Il programma di privatizzazione della Meloni è un mix fuorviante di teorie obsolete e politiche fallite. La logica economica alla base della riduzione del debito pubblico attraverso rigide regole fiscali si basa su una visione errata e a breve termine delle finanze pubbliche che ignora l’impatto macroeconomico a lungo termine degli investimenti pubblici orientati agli obiettivi, in particolare la loro capacità di mobilitare capitali privati e stimolare l’economia. . crescita.
La storia economica dell’Italia ne è un chiaro esempio. Gli investimenti pubblici e privati sono diminuiti tra il 2009 e il 2016, e hanno iniziato ad aumentare solo dopo l’aumento degli investimenti pubblici nel 2019. Un recente studio condotto su 21 paesi OCSE supporta questa visione, rilevando che l’aumento degli investimenti pubblici attrae capitali privati.
Il governo italiano ha giustificato le vendite proposte sostenendo che lo Stato manterrebbe il controllo della maggior parte delle società parzialmente privatizzate – ad eccezione di MPS – e che le ridotte partecipazioni dello Stato in Eni e Post sarebbero state compensate dai recenti riacquisti di azioni proprie. Ma questa politica miope esacerba il processo di finanziamento e di fatto nega i profitti diretti e indiretti che potrebbero derivare da una maggiore proprietà statale di aziende redditizie. Sebbene il rapporto tra capitalizzazione di borsa e PIL in Italia sia inferiore a quello degli Stati Uniti e del Regno Unito, è raddoppiato da circa il 20% nel periodo 1960-1990 a una media di quasi il 40% tra il 1990 e il 2020.

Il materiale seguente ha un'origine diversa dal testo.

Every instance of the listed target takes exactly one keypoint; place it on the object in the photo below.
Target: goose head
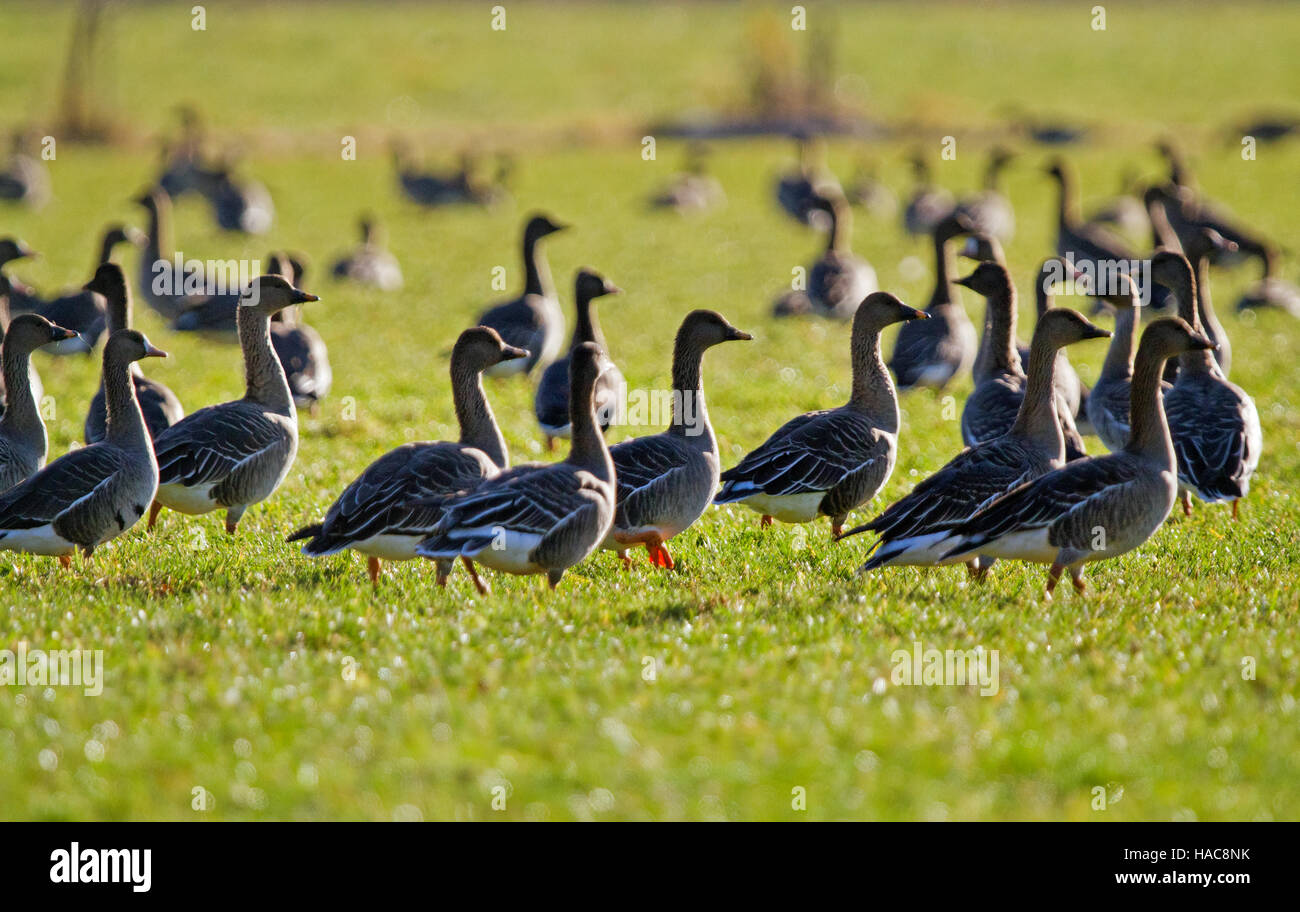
(272, 294)
(29, 331)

Il piano di privatizzazioni della Meloni dimostra la miopia, la mancanza di obiettivi e la mancanza di una seria strategia industriale da parte dell’Italia. Le imprese statali ben gestite possono promuovere lo sviluppo economico e creare ricadute tecnologiche, integrazione settoriale ed economie di scala e di scopo.
Inoltre, le imprese statali possono fornire capitali lentamente e migliorare le capacità tecnologiche di un paese, sia in modo indipendente che attraverso le proprie catene di approvvigionamento. Ad esempio, il governo italiano può sfruttare l’esperienza di Industria Italiana Autobus nella produzione di autobus elettrici per soddisfare l’urgente necessità di un trasporto pubblico municipale sostenibile. Ciò comporterà ingenti appalti pubblici e potrebbe essere integrato in una strategia industriale verde che stimoli la crescita economica affrontando al tempo stesso le sfide nazionali, come il grave inquinamento atmosferico nella Pianura Padana.
A dire il vero, le imprese statali italiane non sono sempre state favorevoli al cambiamento trasformativo. In effetti, il loro percorso storico riflette le difficoltà economiche che il Paese sta attraversando. Ad esempio, la crisi energetica degli anni ’70 colpì i produttori di acciaio di proprietà statale, poiché l’efficienza tecnologica e i cambiamenti della domanda portarono a diffusi tagli di posti di lavoro. Poiché i licenziamenti si sono rivelati politicamente tossici, l’intensa concorrenza sui prezzi ha portato a enormi perdite e deficit di bilancio, che hanno aumentato il sostegno statale. Ciò a sua volta ha portato a un’eccessiva influenza del governo e ha suscitato richieste di privatizzazione.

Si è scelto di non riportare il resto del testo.